I have read and re-read her poem ‘Good-Bye Fox’ and I just knew that I had to unite it with photographs of our beloved Ferdia, about whom I wrote in this post, and Robert wrote in this one. I have applied for and been given permission to quote this wonderful poem in full.* So first, here it is.

Good-Bye Fox
He was lying under a tree, licking up the shade,
Hello again, Fox, I said.
And hello to you too, said Fox, looking up and not bounding away.
You’re not running away? I said.
Well, I’ve heard of your conversation about us. News travels even among foxes, as you might know or not know.
What conversation do you mean?
Some lady said to you, “The hunt is good for the fox.” And you said, “Which fox?”
Yes, I remember. She was huffed.
So you’re okay in my book.
Your book!

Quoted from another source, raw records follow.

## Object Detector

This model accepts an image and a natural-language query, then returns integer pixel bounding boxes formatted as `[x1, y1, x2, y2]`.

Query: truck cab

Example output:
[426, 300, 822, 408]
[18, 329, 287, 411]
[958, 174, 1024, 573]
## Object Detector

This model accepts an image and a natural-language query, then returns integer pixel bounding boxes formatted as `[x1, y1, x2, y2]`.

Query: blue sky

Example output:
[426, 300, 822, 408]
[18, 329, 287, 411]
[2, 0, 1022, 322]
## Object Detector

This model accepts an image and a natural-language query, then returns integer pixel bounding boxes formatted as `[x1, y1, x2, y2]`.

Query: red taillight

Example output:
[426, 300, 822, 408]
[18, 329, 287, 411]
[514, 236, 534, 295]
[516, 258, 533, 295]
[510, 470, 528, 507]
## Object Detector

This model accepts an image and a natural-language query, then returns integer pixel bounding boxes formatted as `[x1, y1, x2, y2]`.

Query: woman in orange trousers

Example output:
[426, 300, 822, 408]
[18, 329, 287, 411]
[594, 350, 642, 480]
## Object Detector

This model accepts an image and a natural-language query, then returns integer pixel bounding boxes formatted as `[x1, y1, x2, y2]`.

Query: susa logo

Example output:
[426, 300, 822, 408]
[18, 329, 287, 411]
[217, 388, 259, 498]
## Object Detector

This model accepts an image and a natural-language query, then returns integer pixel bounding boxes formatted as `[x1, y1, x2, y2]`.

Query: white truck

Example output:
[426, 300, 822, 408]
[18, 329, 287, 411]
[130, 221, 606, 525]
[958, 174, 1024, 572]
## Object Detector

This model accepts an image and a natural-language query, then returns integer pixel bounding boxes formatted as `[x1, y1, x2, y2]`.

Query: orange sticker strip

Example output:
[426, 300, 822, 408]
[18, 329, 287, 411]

That was in my book, that’s the difference between us.
Yes, I agree. You fuss over life with your clever words, mulling and chewing on its meaning, while we just live it.
Oh!
Could anyone figure it out, to a finality? So why spend so much time trying. You fuss, we live.
And he stood, slowly, for he was old now, and ambled away.
I found myself mulling and chewing over what Oliver is saying and contrasting it with my experiences with Ferdia.

The poem’s central dynamic — a fox who just lives while the poet fusses with words and meaning — relates closely to our relationship with Ferdia. Robert and I were doing exactly what Oliver’s fox gently mocks: writing, naming, observing.

And yet. . . Ferdia seemed to choose our company. He came back, repeatedly, voluntarily. That kinda complicates Oliver’s characterisation of the fox as loftily above our interest in him.

For me, it’s not just about a fox. It’s also about loss, and what endures in memory.

But I don’t have to rely just on memory, because we were recording, we were mulling and chewing over his presence in our lives. And we were loving it all – how he wore a rut in the lawn to our terrace, how he barked gently outside the window to alert us to his presence, how he carried scraps home to his family, how he loved to keep us company as we sat outside, and how much he liked it when Robert played his melodeon.

Ferdia ambled away in the end. I am so grateful we fussed over him while we could.